Table of Contents
Like aromatherapy and phytotherapy, supplements based on pure mushrooms (many considered novel foods) are classified as food supplements.
As such, there is a specific European and national regulatory framework that regulates the formulation, marketing, labelling and advertising of these products.
Currently, as is the case with phytotherapy, no declaration of its properties is authorized on its labelling.
Because? Can this situation change? We analyze it in the following lines
REGULATIONS ON FOOD SUPPLEMENTS
To understand why health claims are not currently added to mushroom-based supplements, we must talk about novel food and the regulations that apply at the European level.
PURE MUSHROOMS, A SPECIAL CASE
In Europe, products made from pure mushrooms are considered food supplements.

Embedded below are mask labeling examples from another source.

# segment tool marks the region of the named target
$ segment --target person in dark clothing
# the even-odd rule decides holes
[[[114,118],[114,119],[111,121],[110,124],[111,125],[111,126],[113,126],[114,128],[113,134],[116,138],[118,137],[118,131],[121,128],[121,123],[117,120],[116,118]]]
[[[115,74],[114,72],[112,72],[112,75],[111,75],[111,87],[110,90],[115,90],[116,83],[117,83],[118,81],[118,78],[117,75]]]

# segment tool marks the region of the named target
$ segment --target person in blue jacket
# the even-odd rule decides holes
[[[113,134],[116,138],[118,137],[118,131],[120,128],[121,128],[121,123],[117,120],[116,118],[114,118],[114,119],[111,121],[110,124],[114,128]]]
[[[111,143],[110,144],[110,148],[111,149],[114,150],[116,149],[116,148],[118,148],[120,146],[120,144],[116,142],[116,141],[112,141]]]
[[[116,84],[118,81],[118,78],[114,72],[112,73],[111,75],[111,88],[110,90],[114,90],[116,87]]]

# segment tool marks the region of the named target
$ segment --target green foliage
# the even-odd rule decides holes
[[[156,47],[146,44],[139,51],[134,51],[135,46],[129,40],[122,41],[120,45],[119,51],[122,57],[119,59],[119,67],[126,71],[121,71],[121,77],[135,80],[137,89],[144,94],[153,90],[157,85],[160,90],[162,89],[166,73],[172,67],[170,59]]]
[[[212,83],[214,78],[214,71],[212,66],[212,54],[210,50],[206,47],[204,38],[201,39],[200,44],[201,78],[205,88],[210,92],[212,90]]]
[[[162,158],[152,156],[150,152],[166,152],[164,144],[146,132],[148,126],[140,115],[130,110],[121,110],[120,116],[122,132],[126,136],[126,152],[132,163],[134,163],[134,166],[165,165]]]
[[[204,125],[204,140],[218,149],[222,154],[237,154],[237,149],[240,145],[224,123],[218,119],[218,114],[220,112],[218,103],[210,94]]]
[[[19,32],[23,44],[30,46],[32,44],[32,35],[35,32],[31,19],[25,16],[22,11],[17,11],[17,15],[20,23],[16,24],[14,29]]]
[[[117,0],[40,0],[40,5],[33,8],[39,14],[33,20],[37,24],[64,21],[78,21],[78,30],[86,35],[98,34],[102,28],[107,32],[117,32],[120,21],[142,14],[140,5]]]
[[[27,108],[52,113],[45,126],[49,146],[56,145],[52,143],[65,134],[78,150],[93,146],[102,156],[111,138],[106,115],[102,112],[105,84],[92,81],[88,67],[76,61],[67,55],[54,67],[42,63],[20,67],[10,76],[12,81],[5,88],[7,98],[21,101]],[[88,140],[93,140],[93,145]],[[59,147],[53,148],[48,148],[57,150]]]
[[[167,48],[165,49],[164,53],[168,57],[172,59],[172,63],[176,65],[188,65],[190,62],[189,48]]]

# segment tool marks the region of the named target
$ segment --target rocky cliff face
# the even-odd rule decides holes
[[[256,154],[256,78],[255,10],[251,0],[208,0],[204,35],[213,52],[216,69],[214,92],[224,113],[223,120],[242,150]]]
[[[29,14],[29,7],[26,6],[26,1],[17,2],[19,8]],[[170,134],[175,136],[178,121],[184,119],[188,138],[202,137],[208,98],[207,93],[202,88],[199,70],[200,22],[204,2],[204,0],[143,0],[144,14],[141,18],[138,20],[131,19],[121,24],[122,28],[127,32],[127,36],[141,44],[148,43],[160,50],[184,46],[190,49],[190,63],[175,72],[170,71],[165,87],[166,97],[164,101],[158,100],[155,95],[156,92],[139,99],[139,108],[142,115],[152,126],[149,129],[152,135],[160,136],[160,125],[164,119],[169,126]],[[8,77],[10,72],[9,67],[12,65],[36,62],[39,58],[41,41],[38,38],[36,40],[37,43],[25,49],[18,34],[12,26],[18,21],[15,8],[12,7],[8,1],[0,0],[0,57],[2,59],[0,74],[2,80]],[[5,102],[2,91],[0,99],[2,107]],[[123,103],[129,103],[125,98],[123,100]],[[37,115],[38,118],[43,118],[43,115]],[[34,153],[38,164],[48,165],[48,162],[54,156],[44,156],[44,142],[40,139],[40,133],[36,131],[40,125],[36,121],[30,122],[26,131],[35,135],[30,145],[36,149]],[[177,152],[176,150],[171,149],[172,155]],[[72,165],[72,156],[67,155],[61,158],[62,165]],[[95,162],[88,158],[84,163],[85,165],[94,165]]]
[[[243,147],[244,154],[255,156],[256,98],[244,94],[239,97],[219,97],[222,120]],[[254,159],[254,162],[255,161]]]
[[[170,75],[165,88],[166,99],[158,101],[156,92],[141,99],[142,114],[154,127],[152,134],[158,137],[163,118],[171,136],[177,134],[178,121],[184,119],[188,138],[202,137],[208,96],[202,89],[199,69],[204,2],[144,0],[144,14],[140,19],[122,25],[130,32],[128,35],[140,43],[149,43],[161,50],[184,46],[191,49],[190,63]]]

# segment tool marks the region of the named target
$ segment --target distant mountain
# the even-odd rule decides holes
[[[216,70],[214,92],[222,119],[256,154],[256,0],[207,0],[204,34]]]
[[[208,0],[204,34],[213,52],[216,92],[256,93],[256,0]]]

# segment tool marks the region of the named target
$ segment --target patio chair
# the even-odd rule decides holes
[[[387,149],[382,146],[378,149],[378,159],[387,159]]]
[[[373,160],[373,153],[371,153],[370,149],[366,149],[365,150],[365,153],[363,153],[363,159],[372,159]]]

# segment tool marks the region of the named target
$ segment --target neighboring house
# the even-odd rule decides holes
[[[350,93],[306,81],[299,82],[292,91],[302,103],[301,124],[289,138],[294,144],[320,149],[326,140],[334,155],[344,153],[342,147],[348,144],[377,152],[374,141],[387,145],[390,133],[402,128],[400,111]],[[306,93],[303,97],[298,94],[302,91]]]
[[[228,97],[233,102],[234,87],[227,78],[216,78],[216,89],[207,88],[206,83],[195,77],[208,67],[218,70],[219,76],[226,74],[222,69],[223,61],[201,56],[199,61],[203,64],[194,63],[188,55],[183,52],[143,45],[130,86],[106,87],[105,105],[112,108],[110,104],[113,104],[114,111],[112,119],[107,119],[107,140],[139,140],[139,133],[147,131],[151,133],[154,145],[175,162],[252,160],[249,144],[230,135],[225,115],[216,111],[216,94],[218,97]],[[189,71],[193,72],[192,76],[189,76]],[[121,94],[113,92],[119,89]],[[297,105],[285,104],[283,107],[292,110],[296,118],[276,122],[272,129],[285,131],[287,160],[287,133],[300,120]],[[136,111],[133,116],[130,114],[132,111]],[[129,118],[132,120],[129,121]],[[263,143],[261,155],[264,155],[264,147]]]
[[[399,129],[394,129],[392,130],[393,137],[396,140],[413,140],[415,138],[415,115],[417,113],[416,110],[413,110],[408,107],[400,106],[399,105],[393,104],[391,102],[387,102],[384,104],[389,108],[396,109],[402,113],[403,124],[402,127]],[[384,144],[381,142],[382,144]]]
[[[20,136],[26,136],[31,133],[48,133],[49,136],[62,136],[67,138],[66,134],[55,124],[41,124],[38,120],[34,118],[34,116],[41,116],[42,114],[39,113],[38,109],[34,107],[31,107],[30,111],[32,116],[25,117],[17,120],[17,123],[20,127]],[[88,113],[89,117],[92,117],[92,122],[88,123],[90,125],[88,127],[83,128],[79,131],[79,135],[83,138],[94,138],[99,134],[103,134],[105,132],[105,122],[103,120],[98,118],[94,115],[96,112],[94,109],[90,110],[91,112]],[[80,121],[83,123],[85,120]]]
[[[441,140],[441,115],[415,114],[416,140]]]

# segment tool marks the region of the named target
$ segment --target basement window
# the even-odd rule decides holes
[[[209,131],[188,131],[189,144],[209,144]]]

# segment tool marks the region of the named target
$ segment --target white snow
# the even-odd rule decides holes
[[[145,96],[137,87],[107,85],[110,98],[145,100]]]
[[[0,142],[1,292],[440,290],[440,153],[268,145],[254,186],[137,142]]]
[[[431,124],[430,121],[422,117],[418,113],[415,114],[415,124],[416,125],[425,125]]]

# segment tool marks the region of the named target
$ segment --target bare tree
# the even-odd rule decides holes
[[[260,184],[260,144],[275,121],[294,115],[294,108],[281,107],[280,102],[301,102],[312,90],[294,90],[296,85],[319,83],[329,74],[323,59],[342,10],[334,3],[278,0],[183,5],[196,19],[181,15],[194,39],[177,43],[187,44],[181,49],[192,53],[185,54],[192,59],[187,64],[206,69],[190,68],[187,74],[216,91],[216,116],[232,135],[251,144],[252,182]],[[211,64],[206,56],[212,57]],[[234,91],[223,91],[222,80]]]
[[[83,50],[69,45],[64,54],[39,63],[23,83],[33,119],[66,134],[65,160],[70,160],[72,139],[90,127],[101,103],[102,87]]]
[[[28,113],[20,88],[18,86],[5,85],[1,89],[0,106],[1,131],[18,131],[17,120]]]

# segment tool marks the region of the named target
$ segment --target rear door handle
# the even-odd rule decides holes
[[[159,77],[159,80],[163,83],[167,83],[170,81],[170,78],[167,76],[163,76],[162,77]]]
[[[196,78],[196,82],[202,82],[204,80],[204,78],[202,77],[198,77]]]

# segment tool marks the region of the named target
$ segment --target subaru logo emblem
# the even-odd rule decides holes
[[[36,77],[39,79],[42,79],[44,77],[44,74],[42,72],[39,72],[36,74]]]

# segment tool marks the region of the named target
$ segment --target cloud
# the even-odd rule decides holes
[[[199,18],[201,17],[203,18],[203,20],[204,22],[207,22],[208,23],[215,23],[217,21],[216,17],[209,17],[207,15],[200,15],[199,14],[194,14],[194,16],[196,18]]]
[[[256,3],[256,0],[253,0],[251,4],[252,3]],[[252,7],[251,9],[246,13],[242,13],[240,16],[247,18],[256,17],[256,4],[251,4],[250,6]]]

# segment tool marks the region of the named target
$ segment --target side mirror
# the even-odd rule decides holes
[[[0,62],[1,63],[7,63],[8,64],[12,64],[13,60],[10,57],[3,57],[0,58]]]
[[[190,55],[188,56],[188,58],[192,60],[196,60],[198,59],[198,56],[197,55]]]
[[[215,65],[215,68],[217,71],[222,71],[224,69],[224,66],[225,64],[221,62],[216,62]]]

At the same time, EU Member States transpose European regulations at national level, which implies slight variations. In Spain, for example, mushrooms are considered “special cases”.

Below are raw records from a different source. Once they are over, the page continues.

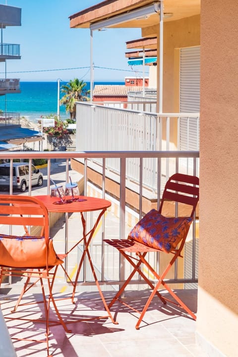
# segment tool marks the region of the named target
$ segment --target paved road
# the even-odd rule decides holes
[[[39,194],[46,194],[47,193],[47,167],[40,168],[40,171],[42,173],[44,178],[43,185],[40,187],[37,186],[33,186],[32,187],[32,195],[35,196]],[[64,186],[66,180],[66,161],[63,160],[57,159],[56,162],[51,163],[51,178],[58,185],[62,184]],[[75,182],[78,181],[81,178],[81,176],[77,172],[71,170],[70,165],[69,167],[69,175],[70,176],[72,181]],[[53,185],[51,182],[51,185]],[[0,194],[4,194],[9,193],[9,189],[0,187]],[[19,190],[13,189],[14,194],[22,194],[22,192]],[[28,189],[23,194],[28,195]]]

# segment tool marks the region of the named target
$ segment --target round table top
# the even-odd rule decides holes
[[[87,196],[77,196],[76,198],[81,199],[80,201],[73,201],[70,203],[57,204],[55,202],[60,201],[59,197],[52,197],[48,195],[34,196],[36,198],[42,201],[49,212],[82,212],[108,208],[111,205],[110,201],[97,197]]]

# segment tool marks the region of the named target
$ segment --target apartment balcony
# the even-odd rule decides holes
[[[20,45],[0,43],[0,61],[20,59]]]
[[[0,126],[20,125],[20,114],[0,111]]]
[[[104,244],[103,238],[119,238],[126,237],[135,223],[142,212],[146,210],[147,203],[145,200],[145,187],[146,187],[147,177],[143,172],[146,171],[147,164],[153,162],[157,170],[156,189],[153,193],[155,207],[159,204],[161,192],[166,178],[164,167],[166,163],[170,162],[169,174],[175,172],[192,173],[198,175],[197,168],[199,167],[199,153],[178,151],[115,151],[88,152],[27,152],[24,153],[0,152],[0,159],[9,159],[11,162],[13,159],[21,159],[23,161],[29,159],[30,164],[34,158],[44,158],[47,160],[46,168],[41,169],[44,174],[44,183],[42,187],[31,186],[29,182],[28,192],[21,194],[35,196],[49,194],[51,181],[50,178],[60,185],[64,185],[70,176],[73,181],[78,182],[80,193],[88,196],[105,197],[112,202],[111,208],[102,221],[102,225],[96,232],[90,246],[90,251],[94,262],[98,278],[106,301],[110,298],[118,290],[125,278],[130,272],[130,268],[126,262],[119,259],[118,252],[114,248]],[[133,209],[130,204],[131,180],[128,176],[131,159],[134,165],[140,168],[140,174],[136,189],[138,191],[137,208]],[[149,161],[148,161],[149,159]],[[91,173],[95,160],[101,163],[100,174],[97,176],[97,181],[92,180]],[[72,167],[77,163],[83,163],[84,173],[81,174]],[[118,168],[117,174],[111,170],[109,163],[117,162]],[[175,163],[175,165],[174,163]],[[184,166],[185,163],[188,164]],[[166,172],[166,171],[165,172]],[[12,193],[12,173],[10,172],[10,188],[7,192]],[[116,178],[117,176],[117,178]],[[31,179],[30,178],[30,181]],[[112,182],[119,183],[119,188]],[[113,189],[114,187],[114,190]],[[113,187],[113,188],[112,188]],[[0,193],[6,193],[6,191]],[[16,194],[20,192],[14,191]],[[90,226],[95,218],[95,212],[88,213],[86,219],[87,225]],[[197,218],[198,218],[198,214]],[[78,235],[82,233],[79,224],[78,214],[73,213],[61,216],[51,214],[51,236],[53,237],[54,245],[57,252],[63,252],[65,244],[68,246]],[[172,284],[182,299],[193,311],[196,311],[197,283],[197,257],[199,243],[198,222],[197,220],[191,229],[186,243],[183,259],[181,263],[178,262],[176,269],[171,273],[167,282]],[[65,230],[66,230],[66,231]],[[65,232],[67,232],[66,234]],[[66,242],[65,242],[66,241]],[[83,247],[79,244],[68,259],[65,267],[73,280],[75,266],[79,261]],[[164,258],[150,253],[150,262],[156,266],[160,270],[164,263]],[[146,274],[145,272],[145,274]],[[148,274],[149,279],[151,277]],[[61,326],[55,326],[52,328],[53,335],[51,337],[51,351],[53,355],[62,357],[70,354],[72,356],[101,356],[103,357],[121,356],[123,353],[133,353],[134,356],[147,356],[149,354],[159,354],[163,356],[204,356],[196,345],[195,339],[195,322],[184,314],[179,308],[175,309],[172,304],[168,304],[165,308],[156,298],[154,298],[147,313],[145,315],[140,330],[137,331],[135,325],[138,314],[131,313],[126,307],[117,304],[114,305],[112,312],[119,322],[114,325],[110,319],[87,320],[78,323],[75,321],[77,317],[86,314],[93,316],[102,313],[105,315],[104,306],[100,301],[100,296],[93,282],[93,277],[87,263],[79,278],[77,289],[77,302],[72,306],[69,300],[62,300],[60,302],[60,311],[64,319],[67,320],[72,332],[64,332]],[[12,307],[13,298],[17,295],[21,289],[22,284],[12,278],[9,282],[4,282],[1,286],[1,307],[3,314],[9,312]],[[40,287],[34,288],[29,294],[24,296],[24,302],[30,298],[31,294],[37,297],[40,296]],[[65,280],[62,273],[57,277],[55,285],[56,294],[58,297],[68,296],[70,287]],[[138,310],[140,310],[143,301],[148,296],[150,289],[138,276],[135,276],[128,286],[123,298],[127,302],[130,301]],[[162,293],[164,294],[164,293]],[[165,294],[165,293],[164,293]],[[123,306],[123,307],[122,307]],[[24,307],[23,307],[23,311]],[[34,309],[33,316],[39,313],[39,310]],[[3,322],[0,322],[0,324]],[[3,326],[5,326],[3,324]],[[28,329],[26,328],[23,335],[31,334],[32,329],[34,333],[41,333],[41,325],[36,322]],[[8,326],[8,331],[13,336],[19,332],[20,325]],[[1,329],[1,331],[3,331]],[[27,331],[28,331],[27,332]],[[5,338],[4,348],[7,351]],[[10,343],[9,344],[10,347]],[[27,354],[34,354],[34,356],[42,356],[44,353],[44,345],[28,343],[14,343],[16,355],[18,357]],[[13,352],[12,352],[13,353]],[[9,357],[13,354],[3,355],[3,357]]]
[[[0,95],[21,93],[20,79],[16,78],[0,79]]]

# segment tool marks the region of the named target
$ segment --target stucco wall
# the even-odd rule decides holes
[[[197,330],[238,356],[238,1],[202,0]],[[210,356],[219,356],[212,355]],[[220,355],[219,355],[220,356]]]
[[[154,26],[142,29],[143,36],[160,36],[159,26]],[[158,40],[159,43],[159,40]],[[179,73],[180,48],[200,46],[200,15],[196,15],[177,21],[164,24],[163,57],[163,100],[164,113],[179,112]],[[159,95],[159,48],[157,49],[157,99]],[[159,108],[157,108],[159,112]],[[171,119],[170,142],[177,147],[178,127],[177,119]],[[163,120],[162,149],[166,150],[166,120]]]
[[[156,36],[159,38],[159,26],[152,26],[142,29],[142,36]],[[158,41],[159,43],[159,40]],[[176,113],[175,96],[179,96],[179,82],[178,81],[178,69],[176,65],[179,57],[176,50],[184,47],[200,45],[200,15],[187,17],[178,21],[165,22],[164,24],[164,73],[163,73],[163,110],[164,113]],[[158,50],[159,68],[159,49]],[[158,69],[158,83],[159,83]]]

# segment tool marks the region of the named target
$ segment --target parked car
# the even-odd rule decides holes
[[[29,163],[17,162],[13,164],[13,187],[24,192],[29,186]],[[42,186],[43,175],[33,165],[31,166],[31,184]],[[10,185],[10,164],[0,165],[0,186]]]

In other words, the specific regulatory texts of phytotherapy apply to mushrooms if it is recognized that their use is not novel in food supplements within the meaning of Regulation (EU) n°2015/2283 known as the “Novel Food” Regulation.
THE NOVEL FOOD CONCEPT
In force since January 1, 2018, the “Novel Food” Regulation applies throughout the Union. This means that all foods consumed by humans to a negligible extent in the EU before 15 May 1997 are covered by this regulation.
As you may have deduced, the consumption of most mushrooms in Europe falls under this regulation. Generally speaking, mushroom mycelium are considered new foods. Therefore, before mycelia can be placed on the EU market, the regulation requires a safety assessment. Currently, only Shiitake and Cordyceps sinensis mycelia are authorized in the EU.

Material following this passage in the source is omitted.